Interview with Thomas J. F. Goreau, PhD
President, Global Coral Reef Alliance
Translated from Lifestyles of Health and Sustainability, June 8 2020
SAVING CORAL REEFS AND MARINE ECOSYSTEMS
Questions:
1/ GCRA has been playing a role as global leader of coral reef protection for more than 30 years, could you share the change of people’s awareness and actions through this period? (Including the public, coastal communities, environmental organization and so on).
Coral reefs are the most economically valuable and productive ecosystems per unit area, as well as the most beautiful. For more than a hundred countries coral reefs are the major source of sea food, marine biodiversity, sand beaches, tourism, and shore protection. Almost all tropical beaches, and many islands, exist only because coral reefs produce sand and protects it from washing away. They are the most threatened and sensitive of all ecosystems to environmental deterioration because they need the cleanest waters.
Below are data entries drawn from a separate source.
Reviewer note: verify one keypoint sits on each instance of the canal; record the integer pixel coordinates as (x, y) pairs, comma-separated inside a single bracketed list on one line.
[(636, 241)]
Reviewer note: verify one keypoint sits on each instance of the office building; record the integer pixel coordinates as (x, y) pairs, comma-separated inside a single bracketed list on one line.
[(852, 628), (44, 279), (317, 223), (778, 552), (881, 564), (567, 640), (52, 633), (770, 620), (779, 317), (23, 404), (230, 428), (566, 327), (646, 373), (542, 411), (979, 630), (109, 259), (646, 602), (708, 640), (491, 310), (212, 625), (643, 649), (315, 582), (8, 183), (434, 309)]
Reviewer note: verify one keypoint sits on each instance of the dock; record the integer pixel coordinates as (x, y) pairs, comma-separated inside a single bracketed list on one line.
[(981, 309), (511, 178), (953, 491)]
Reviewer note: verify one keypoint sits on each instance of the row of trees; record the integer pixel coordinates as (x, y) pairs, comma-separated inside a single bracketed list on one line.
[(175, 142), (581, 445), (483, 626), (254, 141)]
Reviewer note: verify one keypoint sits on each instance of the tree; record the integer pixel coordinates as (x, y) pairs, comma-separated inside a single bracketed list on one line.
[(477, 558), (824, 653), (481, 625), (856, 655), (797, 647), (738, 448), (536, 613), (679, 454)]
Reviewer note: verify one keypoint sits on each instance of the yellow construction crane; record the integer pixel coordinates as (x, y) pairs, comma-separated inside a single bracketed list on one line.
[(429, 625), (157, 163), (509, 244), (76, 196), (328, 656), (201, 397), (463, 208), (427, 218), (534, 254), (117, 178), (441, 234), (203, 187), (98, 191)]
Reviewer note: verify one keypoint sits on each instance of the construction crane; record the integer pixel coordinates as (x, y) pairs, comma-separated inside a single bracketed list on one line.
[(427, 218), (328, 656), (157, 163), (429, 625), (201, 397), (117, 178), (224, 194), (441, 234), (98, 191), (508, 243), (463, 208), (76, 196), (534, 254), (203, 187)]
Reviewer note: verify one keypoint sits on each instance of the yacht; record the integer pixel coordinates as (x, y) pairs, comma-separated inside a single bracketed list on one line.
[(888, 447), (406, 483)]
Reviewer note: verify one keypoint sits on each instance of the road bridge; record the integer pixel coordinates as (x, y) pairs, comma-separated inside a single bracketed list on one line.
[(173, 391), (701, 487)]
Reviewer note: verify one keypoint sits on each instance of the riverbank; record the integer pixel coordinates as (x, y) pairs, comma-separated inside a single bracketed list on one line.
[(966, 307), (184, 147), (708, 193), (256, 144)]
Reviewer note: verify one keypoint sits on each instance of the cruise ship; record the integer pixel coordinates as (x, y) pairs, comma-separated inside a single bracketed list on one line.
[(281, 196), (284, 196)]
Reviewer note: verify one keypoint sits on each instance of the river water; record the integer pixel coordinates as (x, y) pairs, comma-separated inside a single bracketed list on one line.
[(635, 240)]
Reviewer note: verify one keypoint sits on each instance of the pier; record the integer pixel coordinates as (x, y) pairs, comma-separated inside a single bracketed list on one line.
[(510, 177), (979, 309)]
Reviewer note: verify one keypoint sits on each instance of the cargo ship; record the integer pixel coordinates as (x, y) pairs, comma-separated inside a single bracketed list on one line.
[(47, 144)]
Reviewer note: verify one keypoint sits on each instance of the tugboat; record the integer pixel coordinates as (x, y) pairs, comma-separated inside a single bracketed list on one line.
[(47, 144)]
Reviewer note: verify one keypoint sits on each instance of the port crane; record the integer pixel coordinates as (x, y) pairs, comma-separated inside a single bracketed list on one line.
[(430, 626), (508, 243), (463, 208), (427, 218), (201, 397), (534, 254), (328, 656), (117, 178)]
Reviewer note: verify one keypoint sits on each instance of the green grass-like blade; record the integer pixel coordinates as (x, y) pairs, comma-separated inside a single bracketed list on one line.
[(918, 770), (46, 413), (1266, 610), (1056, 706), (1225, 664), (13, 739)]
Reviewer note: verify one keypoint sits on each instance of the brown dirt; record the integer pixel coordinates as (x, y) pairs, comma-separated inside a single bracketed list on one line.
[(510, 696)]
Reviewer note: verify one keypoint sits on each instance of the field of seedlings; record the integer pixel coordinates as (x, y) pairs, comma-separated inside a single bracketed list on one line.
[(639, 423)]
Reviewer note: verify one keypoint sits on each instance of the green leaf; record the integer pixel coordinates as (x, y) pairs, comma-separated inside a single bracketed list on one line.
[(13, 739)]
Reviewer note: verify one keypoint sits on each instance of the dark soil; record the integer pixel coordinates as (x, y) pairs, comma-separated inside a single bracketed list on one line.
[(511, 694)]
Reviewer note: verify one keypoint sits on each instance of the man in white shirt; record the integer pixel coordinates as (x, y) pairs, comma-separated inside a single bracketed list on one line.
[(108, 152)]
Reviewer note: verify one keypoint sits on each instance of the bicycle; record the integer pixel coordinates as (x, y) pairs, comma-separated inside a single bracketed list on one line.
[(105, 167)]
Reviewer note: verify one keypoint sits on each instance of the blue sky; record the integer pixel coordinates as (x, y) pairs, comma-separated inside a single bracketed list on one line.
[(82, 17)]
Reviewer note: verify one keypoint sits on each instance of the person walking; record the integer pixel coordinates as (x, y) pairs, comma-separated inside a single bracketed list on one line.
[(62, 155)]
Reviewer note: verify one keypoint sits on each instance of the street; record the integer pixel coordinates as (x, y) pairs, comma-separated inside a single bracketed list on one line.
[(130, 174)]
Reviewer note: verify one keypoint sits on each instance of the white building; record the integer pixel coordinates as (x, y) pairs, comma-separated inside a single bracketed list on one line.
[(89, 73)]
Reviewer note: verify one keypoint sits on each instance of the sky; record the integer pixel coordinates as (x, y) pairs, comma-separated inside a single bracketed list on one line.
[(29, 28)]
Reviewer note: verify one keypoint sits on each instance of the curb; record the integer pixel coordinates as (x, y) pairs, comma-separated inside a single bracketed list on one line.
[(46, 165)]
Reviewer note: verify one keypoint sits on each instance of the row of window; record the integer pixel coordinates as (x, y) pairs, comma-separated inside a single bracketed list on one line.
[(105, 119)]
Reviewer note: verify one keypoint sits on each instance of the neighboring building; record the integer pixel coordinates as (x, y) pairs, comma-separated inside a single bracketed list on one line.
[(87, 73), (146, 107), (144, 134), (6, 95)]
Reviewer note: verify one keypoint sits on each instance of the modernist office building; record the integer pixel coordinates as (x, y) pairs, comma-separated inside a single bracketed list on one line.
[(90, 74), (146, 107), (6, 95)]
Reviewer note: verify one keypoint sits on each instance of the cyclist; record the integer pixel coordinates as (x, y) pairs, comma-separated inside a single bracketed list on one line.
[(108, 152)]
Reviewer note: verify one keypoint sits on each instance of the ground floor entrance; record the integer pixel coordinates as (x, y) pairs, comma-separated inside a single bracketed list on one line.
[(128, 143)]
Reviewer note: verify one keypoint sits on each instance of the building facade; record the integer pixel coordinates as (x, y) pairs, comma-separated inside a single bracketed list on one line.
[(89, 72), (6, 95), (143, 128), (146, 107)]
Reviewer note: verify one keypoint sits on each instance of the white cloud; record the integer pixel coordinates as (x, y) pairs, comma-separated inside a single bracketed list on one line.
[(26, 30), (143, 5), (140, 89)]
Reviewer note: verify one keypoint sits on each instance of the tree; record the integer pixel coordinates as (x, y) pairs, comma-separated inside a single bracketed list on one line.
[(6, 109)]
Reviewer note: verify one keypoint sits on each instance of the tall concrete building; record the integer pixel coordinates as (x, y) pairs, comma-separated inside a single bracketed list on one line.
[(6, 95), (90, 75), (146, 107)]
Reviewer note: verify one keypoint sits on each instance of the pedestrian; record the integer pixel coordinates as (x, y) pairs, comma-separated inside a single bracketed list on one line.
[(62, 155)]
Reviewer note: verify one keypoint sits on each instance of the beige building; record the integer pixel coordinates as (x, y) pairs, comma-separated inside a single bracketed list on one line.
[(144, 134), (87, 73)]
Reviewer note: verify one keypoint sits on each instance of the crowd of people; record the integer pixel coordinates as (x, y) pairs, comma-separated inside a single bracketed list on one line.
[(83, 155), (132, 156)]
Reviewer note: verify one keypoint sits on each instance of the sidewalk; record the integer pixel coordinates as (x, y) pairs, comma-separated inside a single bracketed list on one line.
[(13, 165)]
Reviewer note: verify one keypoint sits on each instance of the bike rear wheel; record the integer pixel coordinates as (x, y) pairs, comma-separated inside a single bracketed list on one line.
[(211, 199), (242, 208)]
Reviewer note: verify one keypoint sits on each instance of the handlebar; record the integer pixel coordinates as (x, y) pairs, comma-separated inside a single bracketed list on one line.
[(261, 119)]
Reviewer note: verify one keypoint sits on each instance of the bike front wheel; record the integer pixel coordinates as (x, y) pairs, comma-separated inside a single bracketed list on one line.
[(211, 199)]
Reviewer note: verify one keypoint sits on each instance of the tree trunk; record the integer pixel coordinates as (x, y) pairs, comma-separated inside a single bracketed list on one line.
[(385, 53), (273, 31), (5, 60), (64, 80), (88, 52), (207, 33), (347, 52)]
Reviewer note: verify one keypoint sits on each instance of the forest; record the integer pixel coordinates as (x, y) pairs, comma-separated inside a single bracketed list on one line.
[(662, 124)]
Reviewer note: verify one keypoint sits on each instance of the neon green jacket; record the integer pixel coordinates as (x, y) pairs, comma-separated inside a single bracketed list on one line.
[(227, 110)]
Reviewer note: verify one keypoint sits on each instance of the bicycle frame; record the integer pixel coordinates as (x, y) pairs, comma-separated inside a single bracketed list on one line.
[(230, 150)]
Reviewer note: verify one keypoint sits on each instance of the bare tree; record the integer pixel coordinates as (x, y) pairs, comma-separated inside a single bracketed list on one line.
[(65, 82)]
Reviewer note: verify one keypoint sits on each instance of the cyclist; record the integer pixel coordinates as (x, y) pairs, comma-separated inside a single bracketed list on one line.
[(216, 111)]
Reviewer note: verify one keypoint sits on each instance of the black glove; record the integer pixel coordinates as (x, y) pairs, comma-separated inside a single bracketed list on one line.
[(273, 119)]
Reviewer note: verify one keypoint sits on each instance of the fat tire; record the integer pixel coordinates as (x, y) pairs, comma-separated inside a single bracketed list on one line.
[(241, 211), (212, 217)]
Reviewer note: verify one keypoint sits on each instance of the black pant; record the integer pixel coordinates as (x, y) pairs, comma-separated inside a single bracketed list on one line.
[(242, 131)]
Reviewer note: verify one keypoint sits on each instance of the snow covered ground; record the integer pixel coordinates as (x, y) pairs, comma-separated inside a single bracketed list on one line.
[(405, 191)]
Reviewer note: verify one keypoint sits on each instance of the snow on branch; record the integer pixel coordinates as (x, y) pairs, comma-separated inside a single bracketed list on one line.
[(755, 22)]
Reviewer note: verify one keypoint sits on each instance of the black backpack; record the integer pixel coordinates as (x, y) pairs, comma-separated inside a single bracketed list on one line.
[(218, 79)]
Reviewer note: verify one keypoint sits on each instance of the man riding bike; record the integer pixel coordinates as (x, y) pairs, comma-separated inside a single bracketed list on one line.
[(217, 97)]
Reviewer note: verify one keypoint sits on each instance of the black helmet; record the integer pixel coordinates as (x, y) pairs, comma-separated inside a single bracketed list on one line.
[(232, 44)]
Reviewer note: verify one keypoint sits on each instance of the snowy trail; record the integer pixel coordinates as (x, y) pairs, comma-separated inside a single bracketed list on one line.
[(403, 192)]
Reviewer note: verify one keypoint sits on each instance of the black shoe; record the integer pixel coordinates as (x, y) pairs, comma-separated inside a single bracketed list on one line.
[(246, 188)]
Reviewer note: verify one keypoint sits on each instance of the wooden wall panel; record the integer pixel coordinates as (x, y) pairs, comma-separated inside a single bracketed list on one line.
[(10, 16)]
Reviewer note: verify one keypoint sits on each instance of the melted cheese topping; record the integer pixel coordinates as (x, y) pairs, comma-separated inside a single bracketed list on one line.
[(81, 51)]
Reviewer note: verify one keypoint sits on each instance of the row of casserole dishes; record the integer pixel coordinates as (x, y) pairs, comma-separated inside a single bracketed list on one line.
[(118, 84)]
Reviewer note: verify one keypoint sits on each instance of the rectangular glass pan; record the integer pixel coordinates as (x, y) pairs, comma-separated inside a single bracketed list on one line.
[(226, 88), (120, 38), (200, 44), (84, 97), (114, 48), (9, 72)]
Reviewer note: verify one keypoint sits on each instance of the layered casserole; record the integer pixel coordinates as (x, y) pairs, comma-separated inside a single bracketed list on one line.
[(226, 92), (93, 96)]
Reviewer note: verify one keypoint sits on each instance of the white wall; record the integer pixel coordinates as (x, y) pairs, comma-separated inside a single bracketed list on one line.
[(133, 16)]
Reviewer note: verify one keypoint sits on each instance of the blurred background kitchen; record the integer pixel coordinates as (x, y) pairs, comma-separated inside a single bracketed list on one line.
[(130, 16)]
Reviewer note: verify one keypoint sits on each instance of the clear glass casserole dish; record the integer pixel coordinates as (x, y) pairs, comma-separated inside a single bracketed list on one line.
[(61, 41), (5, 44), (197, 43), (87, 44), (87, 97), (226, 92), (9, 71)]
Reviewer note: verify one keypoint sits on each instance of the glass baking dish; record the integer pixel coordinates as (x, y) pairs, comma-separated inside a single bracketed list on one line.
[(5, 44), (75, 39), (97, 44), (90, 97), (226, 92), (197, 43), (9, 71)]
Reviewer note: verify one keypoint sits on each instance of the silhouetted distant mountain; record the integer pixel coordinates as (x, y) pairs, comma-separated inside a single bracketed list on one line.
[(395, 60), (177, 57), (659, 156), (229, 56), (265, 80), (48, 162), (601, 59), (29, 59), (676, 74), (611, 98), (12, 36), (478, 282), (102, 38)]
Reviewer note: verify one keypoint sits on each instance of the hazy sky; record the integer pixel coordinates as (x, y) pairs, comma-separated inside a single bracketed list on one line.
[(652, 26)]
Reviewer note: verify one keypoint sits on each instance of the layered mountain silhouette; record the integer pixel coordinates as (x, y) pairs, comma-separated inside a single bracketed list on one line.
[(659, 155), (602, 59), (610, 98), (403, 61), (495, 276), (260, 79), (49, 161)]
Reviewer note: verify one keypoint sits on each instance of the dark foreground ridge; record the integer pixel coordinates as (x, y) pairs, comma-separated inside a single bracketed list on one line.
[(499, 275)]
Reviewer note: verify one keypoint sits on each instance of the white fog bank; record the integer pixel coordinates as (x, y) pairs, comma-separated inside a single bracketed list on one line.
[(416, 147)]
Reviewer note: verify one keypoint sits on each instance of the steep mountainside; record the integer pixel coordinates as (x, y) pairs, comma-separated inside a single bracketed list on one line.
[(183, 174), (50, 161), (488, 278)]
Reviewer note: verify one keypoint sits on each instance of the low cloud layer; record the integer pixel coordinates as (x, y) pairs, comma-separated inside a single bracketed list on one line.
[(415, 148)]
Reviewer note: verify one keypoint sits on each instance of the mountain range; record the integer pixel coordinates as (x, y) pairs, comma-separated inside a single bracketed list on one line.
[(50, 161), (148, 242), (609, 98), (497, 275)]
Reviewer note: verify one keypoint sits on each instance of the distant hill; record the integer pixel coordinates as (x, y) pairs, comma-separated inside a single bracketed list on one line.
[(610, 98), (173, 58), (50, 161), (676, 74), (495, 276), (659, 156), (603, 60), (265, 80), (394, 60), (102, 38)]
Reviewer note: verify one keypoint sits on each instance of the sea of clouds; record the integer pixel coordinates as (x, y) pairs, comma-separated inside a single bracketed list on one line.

Global warming and exotic new diseases, many linked to pollution, are now the major coral killers, but before they became severe, land-based nutrient pollution from sewage and fertilizers killed most corals along developed coastal shores. This can be completely prevented by simply cleaning up human waste inputs to the sea.
My grandfather took the first good underwater photos of coral reefs in Bikini Atoll in 1946, and my father was the first diving marine scientist. Since the 1940s we have shown the public photographs of healthy reefs and those being destroyed by dredging, nuclear bombs, soil erosion, sewage, fertilizer and chemical pollution, global warming, global sea level rise, overfishing, tourism, coastal development, new diseases, and other threats, to educate the public to protect corals. Our photos of reefs around the world in the 1940s, 1950s, and 1960s, and video of the changes since, are the focus of the forthcoming Canadian Broadcasting Corporation documentary film Coral Ghosts.
Despite the fact that we have constantly warned what was happening to coral reefs, these warnings were always ignored as an inconvenient nuisance to immediate profits. All coral-killing threats, especially global warming, have steadily gotten worse because humans value the money they make from destroying coral reefs more than the free ecosystem services, like fisheries, tourism, shore protection, sand supply, and biodiversity, that only healthy coral reefs can provide. We now have lost almost all the world’s coral reefs to greed. No wonder the fishes, beaches, and islands are vanishing!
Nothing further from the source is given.